The Psychology of All For One: The Tyranny of Ego and the Addiction to Power
All For One (AFO) is the fundamental antagonist of My Hero Academia and the symbolic opposite of hero society. His psychology is not based on trauma or vengeance, but on malignant narcissism fueled by a power that allows him to absorb the identity of others. AFO is the embodiment of absolute tyranny, where power is the ultimate end, not the means.

1. The Narcissistic Core (Worldview)
AFO's psyche is based on an unwavering conviction of superiority, which positions him as the only being fit to rule the world.
The God Complex (The Original Benefactor)
AFO is the only individual in the manga's history born with a dual Quirk: the ability to steal and grant other Quirks. He initially distributed Quirks to needy people, not out of altruism, but out of boredom and to establish absolute loyalty. He sees himself as an architect, a god who manipulates humanity, whose desires are law.
The Absence of Empathy
AFO lacks the ability to see others as equals or even as people with agency. His relationship with everyone, from his brother to Shigaraki Tomura, is purely transactional. Individuals are tools, vessels of power, or pawns in his game to secure his immortality and dominance.
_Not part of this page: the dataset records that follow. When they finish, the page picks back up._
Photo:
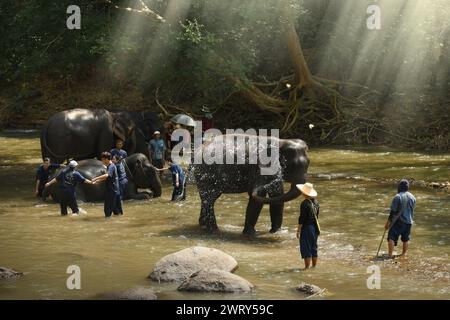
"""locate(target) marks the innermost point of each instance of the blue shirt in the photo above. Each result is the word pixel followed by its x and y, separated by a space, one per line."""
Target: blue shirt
pixel 174 168
pixel 68 179
pixel 42 175
pixel 157 148
pixel 112 182
pixel 121 153
pixel 121 170
pixel 405 203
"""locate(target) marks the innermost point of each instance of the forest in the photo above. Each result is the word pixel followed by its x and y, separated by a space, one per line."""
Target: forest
pixel 329 72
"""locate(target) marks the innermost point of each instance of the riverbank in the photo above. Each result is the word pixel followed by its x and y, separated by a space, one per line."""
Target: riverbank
pixel 119 254
pixel 420 123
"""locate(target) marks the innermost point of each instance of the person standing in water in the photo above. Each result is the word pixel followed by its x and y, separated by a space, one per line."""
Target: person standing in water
pixel 118 150
pixel 178 180
pixel 400 218
pixel 157 150
pixel 42 175
pixel 122 174
pixel 68 179
pixel 308 228
pixel 113 203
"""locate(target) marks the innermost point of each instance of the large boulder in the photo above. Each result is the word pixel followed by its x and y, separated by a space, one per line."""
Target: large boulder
pixel 6 273
pixel 215 280
pixel 138 293
pixel 180 265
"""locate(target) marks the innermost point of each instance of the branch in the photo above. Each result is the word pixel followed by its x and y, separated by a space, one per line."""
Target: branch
pixel 144 10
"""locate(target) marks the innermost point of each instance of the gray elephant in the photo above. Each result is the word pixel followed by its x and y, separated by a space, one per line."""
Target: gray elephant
pixel 85 133
pixel 214 179
pixel 141 174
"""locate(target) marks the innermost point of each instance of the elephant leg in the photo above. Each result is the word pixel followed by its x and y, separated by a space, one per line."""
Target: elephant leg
pixel 207 216
pixel 105 142
pixel 276 216
pixel 276 209
pixel 252 214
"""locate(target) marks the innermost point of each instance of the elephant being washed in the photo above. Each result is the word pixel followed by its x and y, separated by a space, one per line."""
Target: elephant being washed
pixel 84 133
pixel 214 179
pixel 141 174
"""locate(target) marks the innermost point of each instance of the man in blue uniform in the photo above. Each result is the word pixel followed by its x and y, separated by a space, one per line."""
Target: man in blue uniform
pixel 118 151
pixel 123 180
pixel 178 180
pixel 400 218
pixel 157 150
pixel 43 173
pixel 113 203
pixel 68 179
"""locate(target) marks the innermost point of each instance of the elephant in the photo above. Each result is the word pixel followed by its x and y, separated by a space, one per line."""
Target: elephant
pixel 214 179
pixel 140 173
pixel 84 133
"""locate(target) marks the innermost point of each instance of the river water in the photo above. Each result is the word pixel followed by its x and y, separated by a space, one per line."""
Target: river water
pixel 118 254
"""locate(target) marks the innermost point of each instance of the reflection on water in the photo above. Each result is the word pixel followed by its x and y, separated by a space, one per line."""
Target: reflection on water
pixel 119 254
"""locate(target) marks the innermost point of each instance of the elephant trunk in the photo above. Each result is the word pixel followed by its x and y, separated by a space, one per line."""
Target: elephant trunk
pixel 288 196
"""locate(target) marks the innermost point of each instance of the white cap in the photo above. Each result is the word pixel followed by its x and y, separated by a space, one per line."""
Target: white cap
pixel 73 163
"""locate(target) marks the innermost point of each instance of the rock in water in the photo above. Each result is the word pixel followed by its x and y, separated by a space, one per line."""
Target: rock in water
pixel 6 273
pixel 309 289
pixel 214 280
pixel 180 265
pixel 139 293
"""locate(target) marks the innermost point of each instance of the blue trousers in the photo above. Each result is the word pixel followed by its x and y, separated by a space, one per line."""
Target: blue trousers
pixel 123 188
pixel 179 193
pixel 308 241
pixel 68 199
pixel 113 203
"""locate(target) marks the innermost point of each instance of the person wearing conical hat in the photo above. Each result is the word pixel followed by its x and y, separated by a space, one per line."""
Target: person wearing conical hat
pixel 308 229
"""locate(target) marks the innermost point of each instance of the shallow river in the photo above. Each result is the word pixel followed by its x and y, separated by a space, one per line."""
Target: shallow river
pixel 119 254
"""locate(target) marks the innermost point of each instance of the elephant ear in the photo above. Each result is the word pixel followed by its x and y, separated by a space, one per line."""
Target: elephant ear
pixel 122 128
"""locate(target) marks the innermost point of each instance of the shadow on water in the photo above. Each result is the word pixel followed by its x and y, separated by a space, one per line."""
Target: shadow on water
pixel 198 233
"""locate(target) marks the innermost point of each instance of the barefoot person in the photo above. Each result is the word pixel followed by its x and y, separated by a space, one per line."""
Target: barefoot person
pixel 118 151
pixel 113 202
pixel 308 228
pixel 122 174
pixel 157 149
pixel 42 175
pixel 178 180
pixel 400 218
pixel 68 179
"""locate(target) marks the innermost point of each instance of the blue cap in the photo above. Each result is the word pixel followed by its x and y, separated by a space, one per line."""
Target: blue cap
pixel 403 185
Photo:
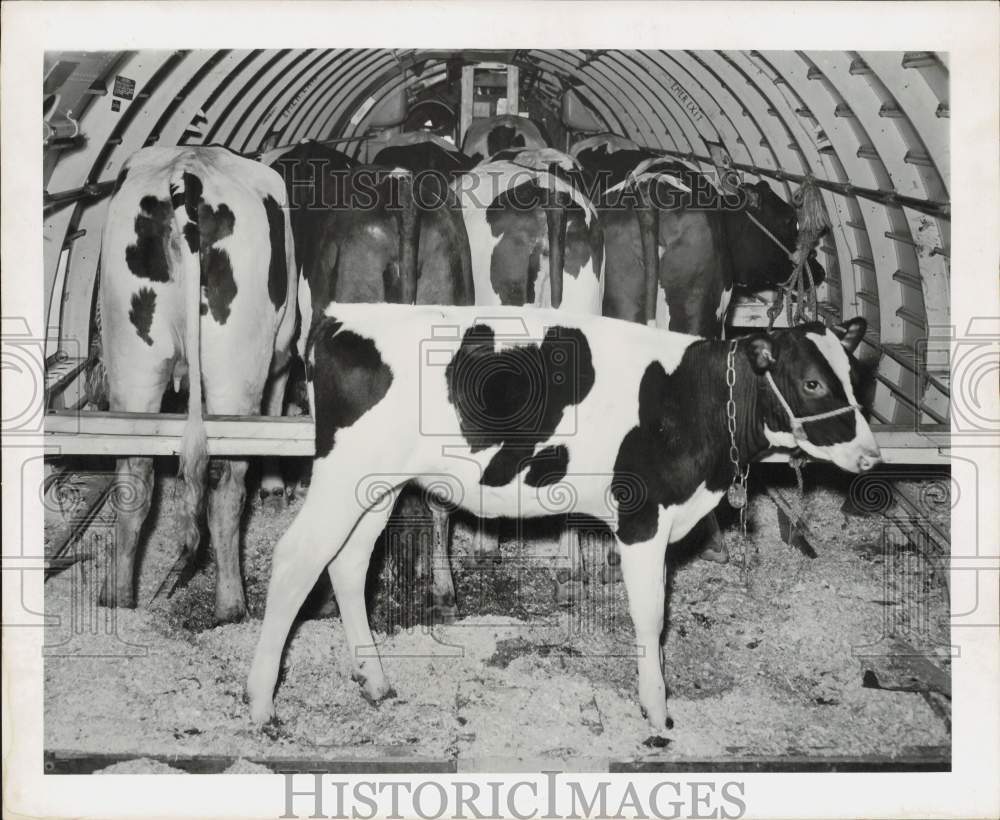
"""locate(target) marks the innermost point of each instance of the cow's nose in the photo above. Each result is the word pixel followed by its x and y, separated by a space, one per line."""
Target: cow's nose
pixel 868 460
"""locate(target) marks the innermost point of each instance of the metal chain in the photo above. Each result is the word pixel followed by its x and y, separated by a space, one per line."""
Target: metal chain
pixel 737 493
pixel 734 452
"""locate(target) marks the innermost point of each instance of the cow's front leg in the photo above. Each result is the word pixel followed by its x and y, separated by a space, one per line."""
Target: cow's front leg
pixel 713 547
pixel 227 480
pixel 644 573
pixel 272 485
pixel 443 609
pixel 348 572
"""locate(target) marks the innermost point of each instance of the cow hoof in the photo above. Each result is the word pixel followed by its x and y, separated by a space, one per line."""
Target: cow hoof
pixel 568 592
pixel 273 501
pixel 230 613
pixel 611 575
pixel 117 599
pixel 444 614
pixel 377 697
pixel 717 553
pixel 262 712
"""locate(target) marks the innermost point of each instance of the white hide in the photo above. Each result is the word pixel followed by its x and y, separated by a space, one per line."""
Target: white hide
pixel 477 189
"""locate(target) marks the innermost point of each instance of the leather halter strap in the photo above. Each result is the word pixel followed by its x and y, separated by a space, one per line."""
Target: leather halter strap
pixel 798 431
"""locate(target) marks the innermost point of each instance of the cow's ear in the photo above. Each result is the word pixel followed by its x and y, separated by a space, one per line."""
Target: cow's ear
pixel 851 333
pixel 760 352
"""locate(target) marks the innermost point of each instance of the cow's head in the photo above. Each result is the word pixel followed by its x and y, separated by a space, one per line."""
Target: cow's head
pixel 805 393
pixel 758 262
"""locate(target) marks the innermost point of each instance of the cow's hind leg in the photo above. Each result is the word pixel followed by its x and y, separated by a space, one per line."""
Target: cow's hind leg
pixel 227 478
pixel 443 609
pixel 644 573
pixel 570 579
pixel 133 492
pixel 348 572
pixel 272 485
pixel 329 518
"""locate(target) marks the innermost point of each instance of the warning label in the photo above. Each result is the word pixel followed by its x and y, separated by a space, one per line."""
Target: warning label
pixel 124 87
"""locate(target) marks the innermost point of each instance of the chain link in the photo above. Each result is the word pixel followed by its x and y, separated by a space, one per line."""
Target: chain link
pixel 738 488
pixel 734 453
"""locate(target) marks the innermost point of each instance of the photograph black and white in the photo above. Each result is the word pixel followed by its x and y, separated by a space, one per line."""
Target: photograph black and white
pixel 485 409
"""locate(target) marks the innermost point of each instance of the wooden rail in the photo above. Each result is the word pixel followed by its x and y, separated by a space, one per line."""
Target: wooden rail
pixel 159 434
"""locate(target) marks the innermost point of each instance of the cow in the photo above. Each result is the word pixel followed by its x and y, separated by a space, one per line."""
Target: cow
pixel 420 151
pixel 629 421
pixel 486 136
pixel 675 247
pixel 534 237
pixel 197 286
pixel 363 232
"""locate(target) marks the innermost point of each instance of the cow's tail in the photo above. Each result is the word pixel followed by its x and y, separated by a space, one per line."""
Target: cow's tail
pixel 555 217
pixel 194 445
pixel 409 238
pixel 648 235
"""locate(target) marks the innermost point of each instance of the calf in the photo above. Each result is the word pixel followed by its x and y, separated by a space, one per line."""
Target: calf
pixel 674 246
pixel 533 235
pixel 629 421
pixel 197 285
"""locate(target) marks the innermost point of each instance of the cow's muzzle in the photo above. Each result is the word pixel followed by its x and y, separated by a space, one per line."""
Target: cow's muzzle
pixel 868 460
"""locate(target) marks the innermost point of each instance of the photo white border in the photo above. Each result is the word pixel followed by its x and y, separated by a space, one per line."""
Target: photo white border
pixel 967 31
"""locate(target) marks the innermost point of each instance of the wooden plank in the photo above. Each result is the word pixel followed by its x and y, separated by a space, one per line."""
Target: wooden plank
pixel 91 498
pixel 926 759
pixel 379 760
pixel 916 759
pixel 902 668
pixel 159 434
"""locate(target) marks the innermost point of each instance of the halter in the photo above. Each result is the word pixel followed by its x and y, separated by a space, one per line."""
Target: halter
pixel 798 431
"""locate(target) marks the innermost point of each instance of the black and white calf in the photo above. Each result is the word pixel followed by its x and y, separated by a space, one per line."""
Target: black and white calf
pixel 632 419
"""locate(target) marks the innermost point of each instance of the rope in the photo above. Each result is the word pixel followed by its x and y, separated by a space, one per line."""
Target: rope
pixel 813 223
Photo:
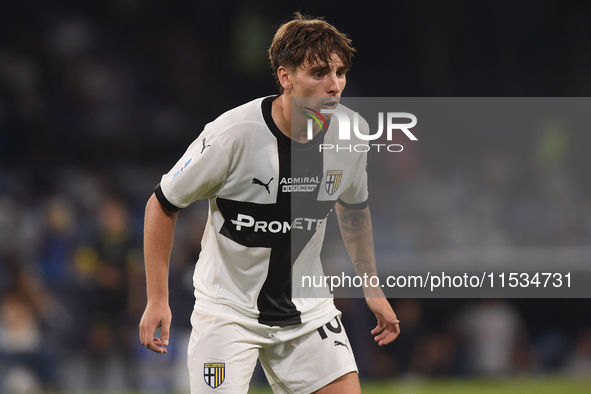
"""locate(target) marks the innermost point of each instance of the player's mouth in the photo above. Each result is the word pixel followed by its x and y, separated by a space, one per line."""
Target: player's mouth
pixel 330 104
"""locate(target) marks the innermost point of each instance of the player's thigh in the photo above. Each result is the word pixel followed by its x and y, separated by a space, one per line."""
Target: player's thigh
pixel 221 355
pixel 346 384
pixel 310 362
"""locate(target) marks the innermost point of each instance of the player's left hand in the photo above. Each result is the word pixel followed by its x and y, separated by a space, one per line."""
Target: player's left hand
pixel 388 326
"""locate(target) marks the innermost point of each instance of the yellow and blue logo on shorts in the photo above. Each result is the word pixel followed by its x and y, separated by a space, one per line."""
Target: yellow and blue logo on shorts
pixel 214 374
pixel 333 180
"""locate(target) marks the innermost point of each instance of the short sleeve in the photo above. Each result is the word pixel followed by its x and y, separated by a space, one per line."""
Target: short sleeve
pixel 199 174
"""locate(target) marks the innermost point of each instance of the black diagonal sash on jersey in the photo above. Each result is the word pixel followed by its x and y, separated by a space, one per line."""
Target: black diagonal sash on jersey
pixel 274 300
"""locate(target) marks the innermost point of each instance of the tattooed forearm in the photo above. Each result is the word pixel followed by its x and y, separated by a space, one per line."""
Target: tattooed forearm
pixel 358 238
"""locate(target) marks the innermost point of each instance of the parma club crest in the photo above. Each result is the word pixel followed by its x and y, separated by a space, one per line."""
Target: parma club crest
pixel 214 374
pixel 333 180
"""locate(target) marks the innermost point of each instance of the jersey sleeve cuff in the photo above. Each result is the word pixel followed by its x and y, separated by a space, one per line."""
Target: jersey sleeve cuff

2. The Addiction to Power (The All For One Quirk)
The All For One Quirk is not just an ability, but an extension of the villain's narcissistic pathology, a physical manifestation of his addiction to control.
The Obsessive Hoarder
The act of stealing a Quirk is the psychological act of absorbing the identity of another person. Every stolen ability validates his superiority and reduces the world's uniqueness, satisfying his need to have everything under his control. The more power he accumulates, the more his delusion of omnipotence is reinforced.

The Fear of Irrelevance
The only challenge to his vision is One For All (OFA), a Quirk that symbolizes collective will and transfer. AFO's obsession with eliminating OFA stems from his deepest fear: being superseded by the collective will. He needs to destroy All Might, not just physically, but as a symbol of the hope he rejects.
3. Legacy and Succession (Shigaraki Tomura)
AFO's relationship with Shigaraki Tomura is not that of mentor-disciple, but that of an engineer building his own replacement vessel.
AFO saw in Shigaraki the perfect mix of potential, trauma, and emotional void. By exploiting Shigaraki's childhood trauma, AFO provided him with a destructive purpose, molding him to be strong enough to wield the All For One Quirk, yet broken enough to remain an extension of AFO's will. He did not seek a successor but an under-control reincarnation.
Conclusion
The psychology of All For One is a case study of how unrestricted power corrupts the mind into an absolutist tyrant. He is a villain who does not seek to change the world for an ideal, but to subjugate it to his ego. His legacy is the imposition of calculated chaos to ensure his eternal control, fundamentally challenging the concept of heroism.